Андрей Сахаров - страница 14

стр.

Основные события в советской физике вначале происходили в Петрограде-Ленинграде. Главным «рассадником» кадров стал Ленинградский физико-технический институт. Его директор Абрам Иоффе, ученик Рентгена, сумел вписаться в советскую жизнь, умело находил общий язык с властями, и многое сделал для роста физики. Физтех заслуженно называли колыбелью советской физики – из него вышло большинство видных довоенных специалистов. Но колыбель эта была не единственной; советскую физику двигали еще два института – Оптический под руководством Дмитрия Рождественского и Радиевый во главе с Владимиром Вернадским.

Фигура Вернадского особенно интересна. Он был значительно старше Иоффе и Рождественского, не был физиком-экспериментатором как они – да и вообще не был физиком, – но сыграл чрезвычайно важную роль в истории советского ядерного проекта. Специальностью Вернадского была геохимия. С его именем связано и начало российской радиологии, как тогда называли изучение естественной радиоактивности. Он рано осознал потенциал нового явления и уже в 1910 году писал: «Перед нами открылись источники энергии, перед которыми по силе и значению бледнеют сила пара, сила электричества, сила взрывчатых химических процессов… С надеждой и опасением всматриваемся мы в нового союзника и защитника»[16].

Радиология переросла в радиохимию и ядерную физику. Вот как Вернадский в 1922 году описывал положение дел для правительства: «Организация Государственного Радиевого Института, завершившая работу, которая шла при Российской Академии Наук с 1911 года, не может быть доведена до конца без тесной связи с аналогичной работой на Западе и без приведения его оборудования к уровню современного знания». «В области радия нельзя пополнить и организовать Институт, пользуясь только тем, что находилось на территории России, лишенной нормальной связи с жизнью культурного человечества. Ибо в период 1914-1921, а особенно в 1918-1922 в этой области достигнуты огромные успехи». «Сохранение работы Радиевого института является в наше время одной из таких задач, которые государственная власть не может без огромного, может быть непоправимого, вреда для дела откладывать.

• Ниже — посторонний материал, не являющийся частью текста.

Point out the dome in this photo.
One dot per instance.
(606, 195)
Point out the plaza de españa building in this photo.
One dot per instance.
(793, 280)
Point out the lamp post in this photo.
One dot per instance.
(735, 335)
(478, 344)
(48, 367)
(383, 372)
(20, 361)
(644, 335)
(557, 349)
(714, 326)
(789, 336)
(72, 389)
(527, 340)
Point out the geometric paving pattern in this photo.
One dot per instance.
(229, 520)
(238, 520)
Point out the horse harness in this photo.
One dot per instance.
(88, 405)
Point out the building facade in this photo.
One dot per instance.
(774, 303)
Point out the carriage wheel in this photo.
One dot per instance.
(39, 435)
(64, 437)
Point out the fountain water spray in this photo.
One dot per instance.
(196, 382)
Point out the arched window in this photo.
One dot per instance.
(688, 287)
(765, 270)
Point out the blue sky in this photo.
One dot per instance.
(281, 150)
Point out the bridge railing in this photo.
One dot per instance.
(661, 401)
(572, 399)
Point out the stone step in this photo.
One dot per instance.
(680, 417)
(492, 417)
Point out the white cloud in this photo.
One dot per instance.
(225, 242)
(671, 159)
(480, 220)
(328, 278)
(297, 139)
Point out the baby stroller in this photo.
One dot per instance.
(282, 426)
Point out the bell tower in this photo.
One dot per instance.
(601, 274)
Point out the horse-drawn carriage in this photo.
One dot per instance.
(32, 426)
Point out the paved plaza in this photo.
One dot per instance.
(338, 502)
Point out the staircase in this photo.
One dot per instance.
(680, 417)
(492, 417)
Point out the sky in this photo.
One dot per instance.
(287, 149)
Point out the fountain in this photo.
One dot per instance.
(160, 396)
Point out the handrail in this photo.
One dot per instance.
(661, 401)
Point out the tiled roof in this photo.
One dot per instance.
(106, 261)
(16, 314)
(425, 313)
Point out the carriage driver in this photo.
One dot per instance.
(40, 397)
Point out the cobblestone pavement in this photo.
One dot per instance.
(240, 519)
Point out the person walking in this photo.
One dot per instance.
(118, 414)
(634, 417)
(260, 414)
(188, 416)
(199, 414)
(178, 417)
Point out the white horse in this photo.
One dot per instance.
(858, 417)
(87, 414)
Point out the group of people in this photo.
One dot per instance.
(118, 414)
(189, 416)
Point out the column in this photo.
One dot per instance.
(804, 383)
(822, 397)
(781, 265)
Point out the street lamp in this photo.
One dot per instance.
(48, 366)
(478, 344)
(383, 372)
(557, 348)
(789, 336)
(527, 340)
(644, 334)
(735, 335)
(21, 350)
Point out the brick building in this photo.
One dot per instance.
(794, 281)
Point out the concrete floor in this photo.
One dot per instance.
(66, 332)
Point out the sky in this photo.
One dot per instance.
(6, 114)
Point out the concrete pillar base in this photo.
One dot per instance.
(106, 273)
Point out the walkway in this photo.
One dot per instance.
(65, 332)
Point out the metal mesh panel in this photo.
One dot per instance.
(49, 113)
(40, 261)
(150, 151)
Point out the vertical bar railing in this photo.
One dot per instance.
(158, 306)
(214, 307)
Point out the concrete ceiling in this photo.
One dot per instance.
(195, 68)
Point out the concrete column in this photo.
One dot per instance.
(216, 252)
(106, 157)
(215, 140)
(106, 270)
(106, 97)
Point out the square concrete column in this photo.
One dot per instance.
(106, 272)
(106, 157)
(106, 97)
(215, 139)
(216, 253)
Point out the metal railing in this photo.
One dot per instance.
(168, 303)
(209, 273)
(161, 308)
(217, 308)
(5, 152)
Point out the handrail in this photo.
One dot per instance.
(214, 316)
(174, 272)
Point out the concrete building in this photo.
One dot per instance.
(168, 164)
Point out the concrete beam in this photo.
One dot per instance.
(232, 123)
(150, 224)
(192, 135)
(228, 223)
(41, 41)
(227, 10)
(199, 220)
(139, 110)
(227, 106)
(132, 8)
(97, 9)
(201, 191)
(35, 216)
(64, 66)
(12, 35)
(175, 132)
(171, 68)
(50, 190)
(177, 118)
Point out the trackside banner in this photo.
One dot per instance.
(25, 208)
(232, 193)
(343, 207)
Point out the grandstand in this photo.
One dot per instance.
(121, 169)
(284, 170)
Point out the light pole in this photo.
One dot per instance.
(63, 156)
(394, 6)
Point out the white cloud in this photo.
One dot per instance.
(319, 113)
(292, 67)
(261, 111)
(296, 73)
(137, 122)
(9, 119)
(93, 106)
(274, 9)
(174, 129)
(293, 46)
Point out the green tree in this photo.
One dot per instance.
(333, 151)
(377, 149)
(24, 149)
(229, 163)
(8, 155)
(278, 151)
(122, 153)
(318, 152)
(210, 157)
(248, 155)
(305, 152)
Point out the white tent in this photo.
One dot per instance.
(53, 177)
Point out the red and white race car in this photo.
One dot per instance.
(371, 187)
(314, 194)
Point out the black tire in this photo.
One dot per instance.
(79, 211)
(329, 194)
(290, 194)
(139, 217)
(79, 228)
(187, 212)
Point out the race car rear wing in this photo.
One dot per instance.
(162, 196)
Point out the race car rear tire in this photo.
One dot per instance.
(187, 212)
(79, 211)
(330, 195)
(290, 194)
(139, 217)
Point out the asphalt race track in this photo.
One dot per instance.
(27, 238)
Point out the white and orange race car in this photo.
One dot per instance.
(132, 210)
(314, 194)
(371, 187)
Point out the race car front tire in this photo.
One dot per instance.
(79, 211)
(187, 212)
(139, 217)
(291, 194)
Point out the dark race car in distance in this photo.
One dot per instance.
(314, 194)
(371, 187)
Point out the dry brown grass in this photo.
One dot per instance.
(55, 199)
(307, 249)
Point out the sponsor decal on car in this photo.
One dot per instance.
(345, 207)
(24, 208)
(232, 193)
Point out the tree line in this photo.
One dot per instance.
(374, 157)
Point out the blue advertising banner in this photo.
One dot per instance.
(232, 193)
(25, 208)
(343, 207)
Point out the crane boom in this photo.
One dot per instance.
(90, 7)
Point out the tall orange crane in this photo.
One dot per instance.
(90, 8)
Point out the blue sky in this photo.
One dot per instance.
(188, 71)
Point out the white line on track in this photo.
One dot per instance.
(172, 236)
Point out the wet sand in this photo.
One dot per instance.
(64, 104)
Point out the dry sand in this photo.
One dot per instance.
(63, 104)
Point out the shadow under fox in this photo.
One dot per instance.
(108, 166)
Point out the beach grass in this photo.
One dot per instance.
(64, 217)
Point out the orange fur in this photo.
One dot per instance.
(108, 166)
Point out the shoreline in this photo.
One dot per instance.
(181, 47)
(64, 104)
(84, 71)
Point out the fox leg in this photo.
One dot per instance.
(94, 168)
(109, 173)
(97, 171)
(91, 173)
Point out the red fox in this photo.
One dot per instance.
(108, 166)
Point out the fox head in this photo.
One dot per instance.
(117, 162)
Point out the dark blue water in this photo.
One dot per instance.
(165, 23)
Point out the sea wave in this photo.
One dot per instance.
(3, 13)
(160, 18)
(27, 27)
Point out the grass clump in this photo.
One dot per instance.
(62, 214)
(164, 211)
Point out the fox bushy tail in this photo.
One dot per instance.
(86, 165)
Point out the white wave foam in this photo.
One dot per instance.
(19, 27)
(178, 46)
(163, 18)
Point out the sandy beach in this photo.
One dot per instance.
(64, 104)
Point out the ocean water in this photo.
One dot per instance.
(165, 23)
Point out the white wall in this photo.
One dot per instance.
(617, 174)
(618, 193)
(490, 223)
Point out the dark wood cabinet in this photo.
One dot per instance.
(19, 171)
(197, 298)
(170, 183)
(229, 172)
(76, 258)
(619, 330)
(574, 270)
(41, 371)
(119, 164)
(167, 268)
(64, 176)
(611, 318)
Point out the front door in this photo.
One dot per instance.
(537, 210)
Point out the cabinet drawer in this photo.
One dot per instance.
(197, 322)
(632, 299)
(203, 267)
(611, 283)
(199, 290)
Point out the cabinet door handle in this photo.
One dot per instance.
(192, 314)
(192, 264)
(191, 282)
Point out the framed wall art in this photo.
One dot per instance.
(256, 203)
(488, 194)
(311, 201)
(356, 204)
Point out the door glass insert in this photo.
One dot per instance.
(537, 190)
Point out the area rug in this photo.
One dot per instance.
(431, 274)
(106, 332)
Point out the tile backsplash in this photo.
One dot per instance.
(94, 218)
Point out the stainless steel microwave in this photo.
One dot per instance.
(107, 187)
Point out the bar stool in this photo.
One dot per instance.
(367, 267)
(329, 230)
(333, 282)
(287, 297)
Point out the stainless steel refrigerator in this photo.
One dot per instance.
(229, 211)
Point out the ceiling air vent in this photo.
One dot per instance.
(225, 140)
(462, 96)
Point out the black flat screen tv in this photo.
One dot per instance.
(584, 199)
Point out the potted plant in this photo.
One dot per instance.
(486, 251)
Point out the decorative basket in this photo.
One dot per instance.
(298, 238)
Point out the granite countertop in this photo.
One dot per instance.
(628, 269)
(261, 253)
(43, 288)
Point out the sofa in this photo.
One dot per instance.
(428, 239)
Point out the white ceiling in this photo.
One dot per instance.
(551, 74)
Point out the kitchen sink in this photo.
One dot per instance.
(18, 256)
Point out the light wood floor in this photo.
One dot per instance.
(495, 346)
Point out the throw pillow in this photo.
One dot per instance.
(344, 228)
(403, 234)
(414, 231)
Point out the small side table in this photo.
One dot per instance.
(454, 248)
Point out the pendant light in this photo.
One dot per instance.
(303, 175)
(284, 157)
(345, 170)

Я это утверждаю, потому что ясно сознаю возможное значение этой работы и возможный – мне кажется, в конце концов неизбежный – переворот в жизни человечества при разрешении проблемы атомной энергии и ее практического использования. Это не сознается еще общественным мнением, но сейчас у нас общественное мнение не имеет форм для своего выявления и с этим приходится считаться при учете создавшегося положения»[17].

Тон последней фразы необычен для письма советским властям, но это – тон академика Вернадского, который в дореволюционной России наряду с работой в геохимии активно участвовал в общественной жизни страны. Он входил в число виднейших профессоров, в 1911 году покинувших Московский университет вместе с Лебедевым. Он участвовал в создании Конституционно-демократической партии и входил в состав Временного правительства. Как и дед Сахарова, в 1918 году он уехал на юг России, подальше от большевистских столиц – Петрограда и Москвы, и, подобно родителям Сахарова, вернулся после окончания Гражданской войны.

Безо всякой симпатии относясь к большевизму, Вернадский, однако, увидел, что в стране разбужена мощная социальная энергия, и существенную ее часть власть направляет на развитие науки. А для Вернадского история человечества – прежде всего история науки и техники. Это было основой его сотрудничества с властью, но не туманило его взгляд на реальность. Свои социальные наблюдения Вернадский не боялся заносить в дневник с точностью естествоиспытателя. Его свидетельства о жестокой эпохе и о наступлении ядерной эры мы еще услышим – и еще вернемся к его взгляду на историю.

Наследники Лебедева в Москве

С тех пор, как по воле Петра Великого возникла новая столица России, взаимоотношение двух столиц было важным элементом культурной жизни страны. В Петербурге рядом с учреждениями государственной власти располагалась Императорская Академия наук, в которой доминировали петербуржцы и гуманитарии. Для москвича и физика Петра Лебедева места в Академии не нашлось, что не мешало московской физике заметно опережать петербургскую по научным достижениям.